简体繁体 English

理解词法分析器中的双缓冲

[英]Understanding Double Buffering in Lexical Analyzer

原文 2021-12-12 07:18:10 6 1 compiler-construction

I'm reading the "Purple Dragon Book" on Compilers as part of my Compiler Construction course at university.作为大学编译器构建课程的一部分，我正在阅读关于编译器的“紫龙书”。 I'm having trouble understanding some things about double buffering while scanning input as part of Lexical Analysis.在作为词法分析的一部分扫描输入时，我无法理解有关双缓冲的一些事情。

Here's the text in book:这是书中的文字：

" "

Two pointers to the input are maintained:维护了两个指向输入的指针：

Pointer lexemeBegin, marks the beginning of the current lexeme, whose extent we are attempting to determine.指针 lexemeBegin，标记当前词位的开始，我们试图确定其范围。
Pointer forward scans ahead until a pattern match is found;指针向前扫描，直到找到模式匹配； the exact strategy whereby this determination is made will be covered in the balance of this chapter.做出这一决定的确切策略将在本章的其余部分介绍。

" "

So, correct me if I'm wrong: One buffer is read, and when the input of that buffer is exhausted, the other buffer is filled with new data from source file, and now buffers are swapped.所以，如果我错了，请纠正我：读取一个缓冲区，当该缓冲区的输入用尽时，另一个缓冲区被源文件中的新数据填充，现在缓冲区被交换。 Forward and beginnig pointers now point to the freshly filled buffer. Forward 和 beginnig 指针现在指向新填充的缓冲区。

My question is, what if some part of lexeme is at the end of current buffer?我的问题是，如果词位的某些部分位于当前缓冲区的末尾怎么办？ Then when buffers switch, half of the lexeme will be end of one buffer, and half at the end of new buffer.然后当缓冲区切换时，一半的词位将在一个缓冲区的末尾，另一半在新缓冲区的末尾。 The pointers will move to new buffer, and we don't exactly know that the other half was left in other buffer?指针将移动到新缓冲区，我们不知道另一半留在其他缓冲区中吗？

Sorry if the question is vague, but I've been agonizing for quite some time on how this scenario will be handled.对不起，如果问题含糊不清，但我已经为如何处理这种情况而苦恼了一段时间。 I think same problem will occour using single buffer.我认为使用单个缓冲区会出现同样的问题。

1 个解决方案

The way Flex handles end of buffer is to relocate the text scanned since lexemeBegin to the start of the buffer, and then fill the buffer from the relocated value of forward to the end of the buffer. Flex 处理缓冲区结束的方式是lexemeBegin开始扫描的文本重新定位到缓冲区的开头，然后从forward的重新定位值填充缓冲区到缓冲区的末尾。 So there's only one buffer unless the buffer has to be expanded because the incomplete token completely fills it (in which case there is a brief time when there is a short buffer being copied from and a long buffer being copied to.)所以只有一个缓冲区，除非必须扩展缓冲区，因为不完整的令牌完全填满了它（在这种情况下，有一个短暂的时间从一个短缓冲区复制到一个长缓冲区。）

That's not the only way to do it, but it seems to work pretty well in practice.这不是唯一的方法，但在实践中似乎效果很好。

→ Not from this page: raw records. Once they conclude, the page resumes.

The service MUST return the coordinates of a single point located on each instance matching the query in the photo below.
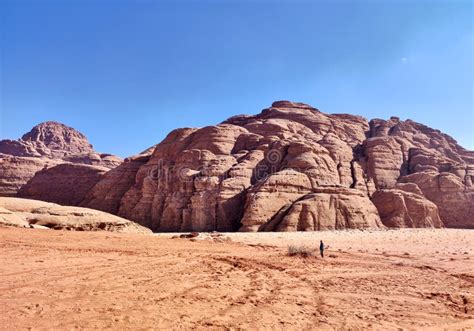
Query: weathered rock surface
(242, 173)
(64, 184)
(46, 145)
(38, 214)
(448, 191)
(330, 208)
(401, 209)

The original lex used a different strategy;原来的 lex 使用了不同的策略； it used a token buffer and read input one character at a time with fgetc until the end of the token was discovered.它使用令牌缓冲区并使用fgetc一次读取一个字符，直到发现令牌的末尾。 Each read character was added to the token buffer as it was read.每个读取的字符都在读取时添加到令牌缓冲区。 I'm pretty sure it backed up if necessary by copying to the beginning of the token buffer and then rescanning to get the new state, but I'm just working from memory.如果有必要，我很确定它通过复制到令牌缓冲区的开头然后重新扫描以获取新的 state 进行备份，但我只是从 memory 开始工作。

The advantage of the flex architecture is that it reads a bit faster, since it's not working a character at a rime, and it can handle big tokens, albeit inefficiently. flex 架构的优势在于它的读取速度更快，因为它不能立即处理一个字符，并且它可以处理大标记，尽管效率低下。 Lex couldn't handle big tokens because the token buffer ( yytext ) was a static array, not dynamically allocated, and therefore couldn't be grown. Lex 无法处理大令牌，因为令牌缓冲区 ( yytext ) 是一个 static 数组，不是动态分配的，因此无法增长。

I don't know of a scanner generator which double buffers, but I'll take a look at the Dragon Book in the morning.我不知道双缓冲的扫描仪生成器，但我会在早上看一下Dragon Book。